Vernon Kay too, might have found things turning out slightly differently if instead of texting, he had to write a letter and was reduced to asking Tess: “You don’t happen to have a stamp do you, love?”
Internet companies are even considering of introducing a sobriety test so that drunken, late night emails simply cannot be sent. In more normal contact however everybody knows and makes allowances for the fact you are drunk when you appear myopically at a total stranger in the taxi rank as the club closes saying ‘Do you know what? You’re lovely you are”
What has gone before is trivial compared to the sudden cold feeling that envelopes you, and the yelp of fear that escapes your lips when you realise you have pressed ‘reply all’ when sending off a rude comment. For evidence of this I am indebted to my friend Katie who on receiving a slightly pointed email from a supplier which had been CC’d to her boss described the supplier as a ‘plonker who wouldn’t know his a… from his e… if it had been shown to him personally by Steven Hawkins’. She unfortunately had clicked ‘reply all’ and had to spend the rest of the afternoon explaining her mistake and fearing the loss of the largest contract the company had ever had. The good news is, Katie is now off the valium and her therapist says she made be allowed contact with her computer again before the end of the year.

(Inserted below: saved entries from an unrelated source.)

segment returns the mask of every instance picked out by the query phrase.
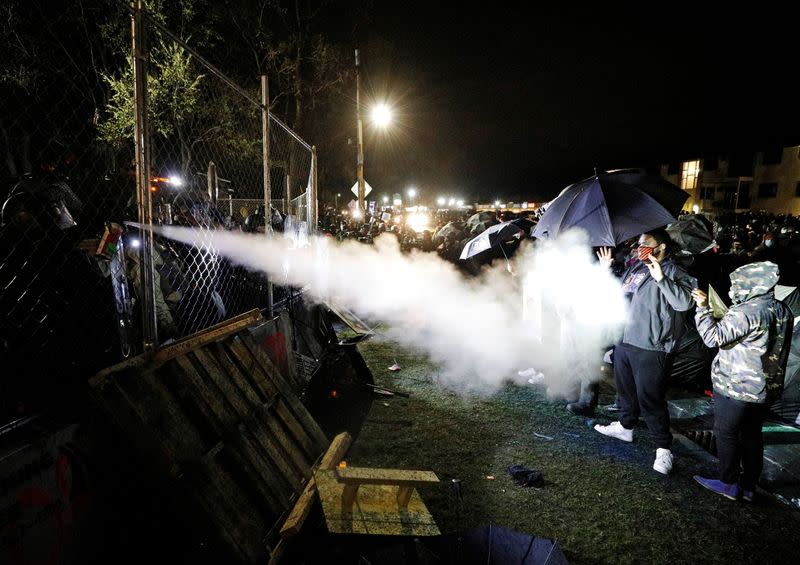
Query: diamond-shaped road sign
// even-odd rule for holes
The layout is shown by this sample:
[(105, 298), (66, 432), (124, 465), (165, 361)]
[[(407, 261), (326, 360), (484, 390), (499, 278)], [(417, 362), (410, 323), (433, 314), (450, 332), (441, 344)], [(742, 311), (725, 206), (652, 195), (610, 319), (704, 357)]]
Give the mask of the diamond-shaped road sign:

Before anyone forms the opinion that I am a technophobe or an electronic dinosaur, I do have to concede that emails, the internet and Facebook are incredibly valued ways to keep in touch with people and will inevitably play a major role in the lives of young people anywhere on the planet as the 21st centaury develops. Communication is cheap, immediate and transcends boundaries of nationality, locality, religion and culture. How else could a young Muslim woman in Iraq exchange thoughts, ideas and fears with a young woman in America?
The true point of everything that I have said in the piece is that electronic communication, the Internet and all it’s offspring are a tool designed to help interaction and like any tool we must be sensible in how we use it. If ever we allow the tool to dictate our actions, ideologies and sensibilities – we are lost.
Long live all aspects of electronic communication provided sensible, sensitive, caring human beings govern it.